Kevin Parent à Toronto

Si l’on parle souvent de francophones en milieu minoritaire, Kevin Parent a connu la situation inverse. Anglophone né en terre francophone, il a grandi dans le petit village de Nouvelle, en Gaspésie. Le chanteur ne renie pas ses racines, mais se déclare aussi Québécois de cœur.

Les soirs de Saint-Jean, il n’hésite pas à endosser un gilet fleurdelisé quand vient le moment de monter sur scène. «Mon berceau, c’est le Québec, dit-il en entrevue. Le public ici a été très généreux avec moi. J’ai eu la chance de faire ma part et d’obtenir un bon accueil de la part des Québécois. J’aimerais poursuivre cette relation-là et continuer d’avoir ma place là-bas.»

Parce qu’il a vécu en Gaspésie, le chanteur dit comprendre la situation des francophones, constamment menacés par la langue anglaise au Québec et partout au pays.

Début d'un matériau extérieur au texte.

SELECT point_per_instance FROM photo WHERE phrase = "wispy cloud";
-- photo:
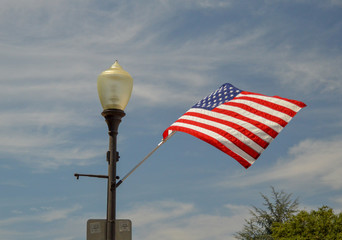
(176, 220)
(314, 163)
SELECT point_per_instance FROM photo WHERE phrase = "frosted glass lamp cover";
(114, 87)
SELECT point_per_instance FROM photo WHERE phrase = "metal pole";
(113, 119)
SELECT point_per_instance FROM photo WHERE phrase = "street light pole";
(114, 87)
(113, 119)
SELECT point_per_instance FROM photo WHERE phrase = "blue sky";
(51, 53)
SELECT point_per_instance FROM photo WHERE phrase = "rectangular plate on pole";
(97, 229)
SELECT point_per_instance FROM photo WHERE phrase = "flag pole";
(145, 158)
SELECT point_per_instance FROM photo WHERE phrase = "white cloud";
(44, 215)
(175, 220)
(311, 164)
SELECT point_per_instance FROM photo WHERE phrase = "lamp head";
(114, 87)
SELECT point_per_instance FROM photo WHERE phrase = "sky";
(177, 52)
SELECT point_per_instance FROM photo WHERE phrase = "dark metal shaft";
(113, 119)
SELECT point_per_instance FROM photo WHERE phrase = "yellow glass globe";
(114, 87)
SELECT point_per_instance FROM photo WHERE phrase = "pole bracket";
(78, 175)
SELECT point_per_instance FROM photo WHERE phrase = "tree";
(320, 224)
(279, 208)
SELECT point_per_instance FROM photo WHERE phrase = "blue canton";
(224, 94)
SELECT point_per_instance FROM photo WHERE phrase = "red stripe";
(295, 102)
(213, 142)
(274, 106)
(270, 117)
(298, 103)
(257, 124)
(250, 151)
(237, 127)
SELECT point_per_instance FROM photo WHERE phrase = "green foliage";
(320, 224)
(279, 208)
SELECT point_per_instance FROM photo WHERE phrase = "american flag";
(242, 124)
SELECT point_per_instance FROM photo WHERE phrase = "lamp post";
(114, 88)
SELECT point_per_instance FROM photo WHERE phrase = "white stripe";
(278, 101)
(219, 138)
(263, 108)
(257, 131)
(228, 129)
(275, 126)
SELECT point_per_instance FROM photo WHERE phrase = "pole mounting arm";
(78, 175)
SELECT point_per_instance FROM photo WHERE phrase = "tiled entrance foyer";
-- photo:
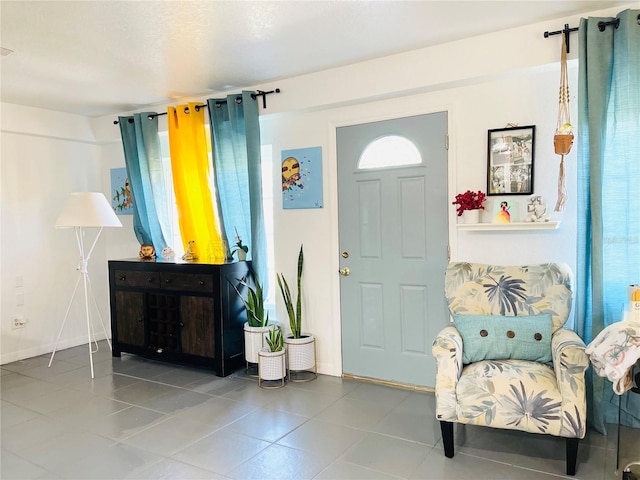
(141, 419)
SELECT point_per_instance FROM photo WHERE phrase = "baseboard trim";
(36, 351)
(388, 383)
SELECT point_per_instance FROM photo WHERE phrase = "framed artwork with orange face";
(302, 178)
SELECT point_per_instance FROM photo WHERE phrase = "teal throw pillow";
(494, 337)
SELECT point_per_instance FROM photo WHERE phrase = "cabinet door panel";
(130, 317)
(197, 332)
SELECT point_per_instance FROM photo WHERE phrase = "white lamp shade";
(87, 209)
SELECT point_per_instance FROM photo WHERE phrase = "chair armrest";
(447, 350)
(570, 362)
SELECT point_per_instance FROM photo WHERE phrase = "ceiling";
(98, 58)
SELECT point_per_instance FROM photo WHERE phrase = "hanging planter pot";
(562, 143)
(301, 353)
(272, 367)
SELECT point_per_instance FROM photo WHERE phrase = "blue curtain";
(235, 134)
(608, 191)
(143, 160)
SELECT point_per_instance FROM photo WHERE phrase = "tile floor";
(140, 419)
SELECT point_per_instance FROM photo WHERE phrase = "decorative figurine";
(147, 252)
(536, 210)
(190, 254)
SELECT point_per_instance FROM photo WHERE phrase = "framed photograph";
(510, 160)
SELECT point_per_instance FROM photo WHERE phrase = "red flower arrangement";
(469, 201)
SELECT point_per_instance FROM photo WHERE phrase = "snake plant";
(295, 316)
(257, 316)
(274, 339)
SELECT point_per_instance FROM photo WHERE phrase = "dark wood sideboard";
(180, 312)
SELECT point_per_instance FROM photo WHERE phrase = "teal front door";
(393, 234)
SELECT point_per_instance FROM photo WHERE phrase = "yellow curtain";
(191, 176)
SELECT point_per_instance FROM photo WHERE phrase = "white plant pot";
(254, 340)
(301, 352)
(471, 216)
(272, 366)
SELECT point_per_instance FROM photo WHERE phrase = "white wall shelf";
(508, 226)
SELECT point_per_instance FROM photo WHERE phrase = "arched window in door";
(389, 151)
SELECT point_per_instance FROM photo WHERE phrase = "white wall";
(484, 83)
(45, 156)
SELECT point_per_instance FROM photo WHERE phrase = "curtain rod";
(566, 30)
(219, 103)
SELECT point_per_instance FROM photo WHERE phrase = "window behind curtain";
(175, 239)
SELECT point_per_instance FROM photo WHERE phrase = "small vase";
(471, 216)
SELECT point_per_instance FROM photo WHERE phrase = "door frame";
(334, 243)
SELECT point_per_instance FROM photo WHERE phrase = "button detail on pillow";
(494, 337)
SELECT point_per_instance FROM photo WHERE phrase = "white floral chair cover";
(512, 394)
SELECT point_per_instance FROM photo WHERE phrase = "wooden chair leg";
(447, 438)
(572, 455)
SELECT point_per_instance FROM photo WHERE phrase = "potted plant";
(470, 202)
(301, 347)
(257, 324)
(271, 360)
(240, 248)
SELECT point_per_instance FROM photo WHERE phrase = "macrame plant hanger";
(563, 139)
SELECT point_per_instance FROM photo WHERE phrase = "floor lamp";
(86, 210)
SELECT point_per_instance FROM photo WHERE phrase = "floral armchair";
(505, 361)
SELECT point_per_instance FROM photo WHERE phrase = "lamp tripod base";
(83, 275)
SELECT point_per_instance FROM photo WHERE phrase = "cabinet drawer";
(133, 278)
(187, 282)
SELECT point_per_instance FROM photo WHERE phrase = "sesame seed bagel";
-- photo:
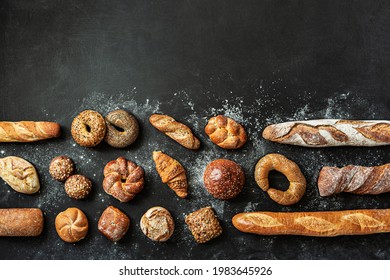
(88, 128)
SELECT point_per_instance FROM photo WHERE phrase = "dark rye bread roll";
(330, 132)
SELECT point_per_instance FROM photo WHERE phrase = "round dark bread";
(224, 179)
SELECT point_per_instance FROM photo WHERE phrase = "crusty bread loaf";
(21, 222)
(322, 224)
(28, 131)
(330, 132)
(19, 174)
(354, 179)
(177, 131)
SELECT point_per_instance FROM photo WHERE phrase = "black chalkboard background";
(259, 62)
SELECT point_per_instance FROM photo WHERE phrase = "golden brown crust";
(290, 169)
(71, 225)
(28, 131)
(113, 223)
(226, 132)
(171, 173)
(328, 132)
(177, 131)
(354, 179)
(123, 179)
(61, 168)
(21, 222)
(322, 224)
(157, 224)
(19, 174)
(88, 128)
(78, 186)
(224, 179)
(203, 224)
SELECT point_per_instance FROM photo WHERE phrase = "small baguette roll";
(321, 224)
(21, 222)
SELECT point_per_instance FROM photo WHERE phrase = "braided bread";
(226, 132)
(28, 131)
(326, 133)
(324, 224)
(171, 173)
(179, 132)
(19, 174)
(354, 179)
(123, 179)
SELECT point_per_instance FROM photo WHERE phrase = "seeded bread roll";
(322, 224)
(203, 224)
(21, 222)
(330, 132)
(113, 223)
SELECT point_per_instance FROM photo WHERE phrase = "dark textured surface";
(257, 61)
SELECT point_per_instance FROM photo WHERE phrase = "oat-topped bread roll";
(354, 179)
(330, 132)
(322, 224)
(19, 174)
(177, 131)
(28, 131)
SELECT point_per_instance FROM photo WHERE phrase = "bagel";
(289, 169)
(88, 128)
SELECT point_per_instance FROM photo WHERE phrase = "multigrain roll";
(113, 223)
(21, 222)
(61, 168)
(78, 186)
(224, 179)
(203, 224)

«J’ai moi aussi fait partie d’une minorité. La proximité d’autres francophones m’a encouragé à découvrir leur culture, dit-il. Je ne l’ai jamais prise pour acquis. Elle ne faisait pas nécessairement partie des valeurs avec lesquelles j’avais grandi et il a fallu que je l’assimile. Cependant, c’était aussi plus enrichissant de l’apprendre et de la respecter ainsi.»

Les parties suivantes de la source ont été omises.